Apesar de os jornais noticiarem que o
Brasil reduziu as taxas de juros para o menor nível histórico, na prática, o
crédito destinado à pessoa jurídica diminui mais lentamente e continua elevado.
Tradicionalmente, os juros sempre foram
elevados no Brasil. Mesmo que eventualmente oscilando para baixo, os
percentuais tendiam a retomar o movimento de alta. Esse padrão começou a mudar
de forma mais consistente, em outubro de 2016, quando a taxa básica de juros
foi rebaixada de 14,25% ao ano (a.a.) para 14% a.a. A partir daí, a
desaceleração tem sido contínua e chegou ao menor nível da história em setembro
de 2019, alcançando 5,5% a.a. Entretanto, essa informação não condiz com a
realidade que o empresário encontra ao buscar linhas de crédito junto aos
bancos, embora as perspectivas sejam positivas.
A taxa básica de juros representa as
condições negociadas no âmbito do Sistema Especial de Liquidação e de Custódia
(Selic). "É a taxa de transação firmada entre bancos com o Banco Central",
esclarece o economista e membro do Centro de Estudos de Conjuntura e Política
Econômica (Cecon), Felipe Da Roz.
Definida durante as reuniões do Comitê de
Política Monetária (Copom), a taxa Selic é, em certa medida, repassada para as
linhas de crédito de mercado que chegam às pessoas físicas e jurídicas, explica
Da Roz. "Quando a taxa está subindo, o ajuste por parte dos bancos é, praticamente,
automático. Quando está caindo, porém, os bancos não repassam tudo".
De acordo com a pesquisa de juros,
realizada mensalmente pela Associação Nacional dos Executivos de Finanças,
Administração e Contabilidade (Anefac), é possível observar a retração das
taxas aplicadas às linhas de crédito à pessoa jurídica. Em setembro de 2019, a
taxa média estava em 47,64% a.a., contra 54,29% a.a. na comparação com o mesmo
mês de 2018. "Com a queda da Selic, os juros, de maneira geral, têm caído,
ainda que não acentuadamente como se espera. O que significa que ainda há
espaço para reduzir mais os juros praticados no mercado", avalia o
diretor-executivo de economia da Anefac, Roberto Vertamatti.
Momento para rever dívidas
O movimento de retração da taxa Selic
favorece as empresas. Uma das vantagens é que os percentuais aplicados às
operações de crédito começam a regredir gradualmente. Outro benefício diz
respeito à renegociação das dívidas. Da Roz ressalta que organizações que, no
passado, assumiram dívidas com juros nominais maiores podem procurar as
instituições bancárias para rever as taxas cobradas.

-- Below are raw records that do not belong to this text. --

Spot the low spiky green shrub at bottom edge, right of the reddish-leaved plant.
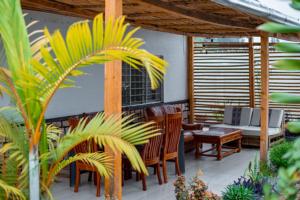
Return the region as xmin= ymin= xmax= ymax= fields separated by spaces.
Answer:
xmin=222 ymin=184 xmax=255 ymax=200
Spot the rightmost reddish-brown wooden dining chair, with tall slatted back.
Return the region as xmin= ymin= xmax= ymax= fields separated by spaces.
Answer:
xmin=161 ymin=112 xmax=182 ymax=183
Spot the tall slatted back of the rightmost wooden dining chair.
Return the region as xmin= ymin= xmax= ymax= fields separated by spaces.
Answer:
xmin=164 ymin=112 xmax=182 ymax=154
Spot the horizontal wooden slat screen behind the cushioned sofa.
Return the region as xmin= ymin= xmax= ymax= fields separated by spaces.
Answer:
xmin=194 ymin=42 xmax=300 ymax=123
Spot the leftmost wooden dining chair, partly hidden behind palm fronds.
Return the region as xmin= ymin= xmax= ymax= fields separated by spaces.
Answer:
xmin=68 ymin=118 xmax=101 ymax=197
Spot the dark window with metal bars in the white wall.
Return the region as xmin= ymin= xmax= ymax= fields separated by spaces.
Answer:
xmin=122 ymin=56 xmax=163 ymax=106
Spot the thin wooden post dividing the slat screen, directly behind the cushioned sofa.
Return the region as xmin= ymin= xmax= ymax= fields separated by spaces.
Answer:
xmin=249 ymin=37 xmax=255 ymax=108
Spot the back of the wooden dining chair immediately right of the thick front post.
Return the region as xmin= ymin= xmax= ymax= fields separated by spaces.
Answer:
xmin=142 ymin=116 xmax=164 ymax=162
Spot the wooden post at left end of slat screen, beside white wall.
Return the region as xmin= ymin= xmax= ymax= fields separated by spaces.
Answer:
xmin=187 ymin=36 xmax=195 ymax=123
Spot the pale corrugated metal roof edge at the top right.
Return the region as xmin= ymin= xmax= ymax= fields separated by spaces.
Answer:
xmin=213 ymin=0 xmax=300 ymax=25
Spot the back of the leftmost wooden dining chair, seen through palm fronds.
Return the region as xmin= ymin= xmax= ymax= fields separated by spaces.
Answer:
xmin=68 ymin=118 xmax=98 ymax=154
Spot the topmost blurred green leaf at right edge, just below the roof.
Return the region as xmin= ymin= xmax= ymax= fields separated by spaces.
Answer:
xmin=258 ymin=22 xmax=300 ymax=33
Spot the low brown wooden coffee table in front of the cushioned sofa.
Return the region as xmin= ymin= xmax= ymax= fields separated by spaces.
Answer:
xmin=192 ymin=128 xmax=242 ymax=160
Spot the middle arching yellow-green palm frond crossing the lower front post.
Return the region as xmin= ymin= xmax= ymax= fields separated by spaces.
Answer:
xmin=50 ymin=113 xmax=157 ymax=174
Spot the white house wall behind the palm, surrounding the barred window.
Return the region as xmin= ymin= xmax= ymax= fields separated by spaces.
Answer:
xmin=0 ymin=11 xmax=187 ymax=118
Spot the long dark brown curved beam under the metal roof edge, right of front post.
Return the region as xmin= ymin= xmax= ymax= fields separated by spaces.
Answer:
xmin=140 ymin=0 xmax=257 ymax=29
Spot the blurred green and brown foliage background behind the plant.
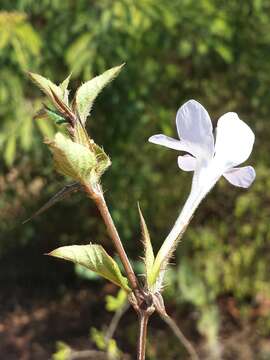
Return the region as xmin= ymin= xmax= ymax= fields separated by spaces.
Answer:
xmin=0 ymin=0 xmax=270 ymax=360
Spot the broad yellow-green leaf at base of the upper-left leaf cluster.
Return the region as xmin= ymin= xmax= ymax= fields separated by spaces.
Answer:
xmin=46 ymin=133 xmax=97 ymax=183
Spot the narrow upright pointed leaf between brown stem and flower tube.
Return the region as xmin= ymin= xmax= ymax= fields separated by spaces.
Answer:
xmin=138 ymin=204 xmax=155 ymax=286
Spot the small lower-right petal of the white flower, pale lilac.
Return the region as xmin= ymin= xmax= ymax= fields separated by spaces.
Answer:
xmin=223 ymin=166 xmax=256 ymax=188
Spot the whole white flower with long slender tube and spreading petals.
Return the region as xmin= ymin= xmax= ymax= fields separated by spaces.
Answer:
xmin=149 ymin=100 xmax=256 ymax=290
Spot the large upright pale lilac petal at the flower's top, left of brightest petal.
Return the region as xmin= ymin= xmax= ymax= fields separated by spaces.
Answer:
xmin=176 ymin=100 xmax=214 ymax=157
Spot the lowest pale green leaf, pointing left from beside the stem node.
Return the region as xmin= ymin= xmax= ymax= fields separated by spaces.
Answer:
xmin=48 ymin=244 xmax=131 ymax=292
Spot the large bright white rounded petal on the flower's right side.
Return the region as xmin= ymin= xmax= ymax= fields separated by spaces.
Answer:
xmin=215 ymin=112 xmax=255 ymax=169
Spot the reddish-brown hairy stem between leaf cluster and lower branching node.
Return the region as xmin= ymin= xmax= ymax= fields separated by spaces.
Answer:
xmin=85 ymin=185 xmax=139 ymax=296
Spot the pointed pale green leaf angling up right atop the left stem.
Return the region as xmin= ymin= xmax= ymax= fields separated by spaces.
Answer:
xmin=75 ymin=64 xmax=124 ymax=124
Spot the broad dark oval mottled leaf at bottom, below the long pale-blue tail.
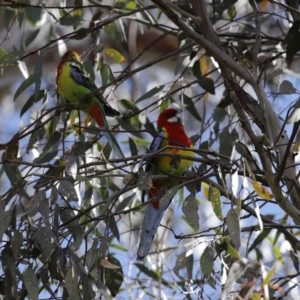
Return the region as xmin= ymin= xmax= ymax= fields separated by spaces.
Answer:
xmin=105 ymin=254 xmax=124 ymax=297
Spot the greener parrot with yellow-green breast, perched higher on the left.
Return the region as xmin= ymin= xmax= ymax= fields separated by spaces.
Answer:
xmin=56 ymin=51 xmax=124 ymax=158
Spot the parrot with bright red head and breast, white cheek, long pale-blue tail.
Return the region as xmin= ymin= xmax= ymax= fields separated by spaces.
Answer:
xmin=137 ymin=108 xmax=194 ymax=260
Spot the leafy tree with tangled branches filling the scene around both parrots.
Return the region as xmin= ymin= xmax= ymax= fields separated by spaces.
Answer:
xmin=0 ymin=0 xmax=300 ymax=299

"Conseguindo renegociar a taxa hoje, os
preços serão ajustados e a taxa de juros ficará travada", assegura o
economista. Isso quer dizer que, caso a Selic volte a subir, o empresário ainda
contará com condição melhor para o pagamento das dívidas. Vertamatti acrescenta
que, concomitantemente, a companhia deve estabelecer uma revisão de custos com
vistas a otimizar a gestão financeira do negócio.
Por que o crédito continua caro?
A prática do mercado de crédito para pessoa
jurídica ainda não está alinhada à trajetória de redução da taxa básica de
juros. A Anefac demonstra esse descolamento comparando os percentuais de março
de 2013 com os de setembro de 2019. Nesse período, enquanto a Selic regrediu
1,75 ponto percentual, baixando de 7,25% para 5,5% a.a., o mercado elevou as
taxas em 4,06 pontos percentuais, com incremento de 43,58% a.a. (março de 2013)
para 47,64% a.a. (setembro de 2019).
Sobre os fatores que contribuem para esse
afastamento, Vertamatti enumera cinco pontos.
1. Baixa concorrência no sistema
bancário
No Brasil, cinco grandes bancos dominam 85%
do mercado bancário. Equilibrar a concorrência poderia beneficiar os clientes.
2. Alta carga tributária
O peso dos tributos também impacta o
sistema bancário, refletindo diretamente nos juros cobrados.
3. Inadimplência
A inadimplência dos clientes contribui para
que as taxas de juros permaneçam elevadas. "No caso de pessoas físicas, que
acabam afetando indiretamente as empresas, a implantação do cadastro positivo
irá facilitar gradativamente a redução da inadimplência", projeta.
4. Burocracia
Outro fator que impacta o custo do crédito
é a burocracia brasileira, que afeta tanto empresas quanto pessoas físicas.
5. Falta de competitividade
Há,
também, poucas alternativas no tocante às linhas de longo prazo. Essa falta de
competitividade "engessa a economia brasileira como um todo", avalia.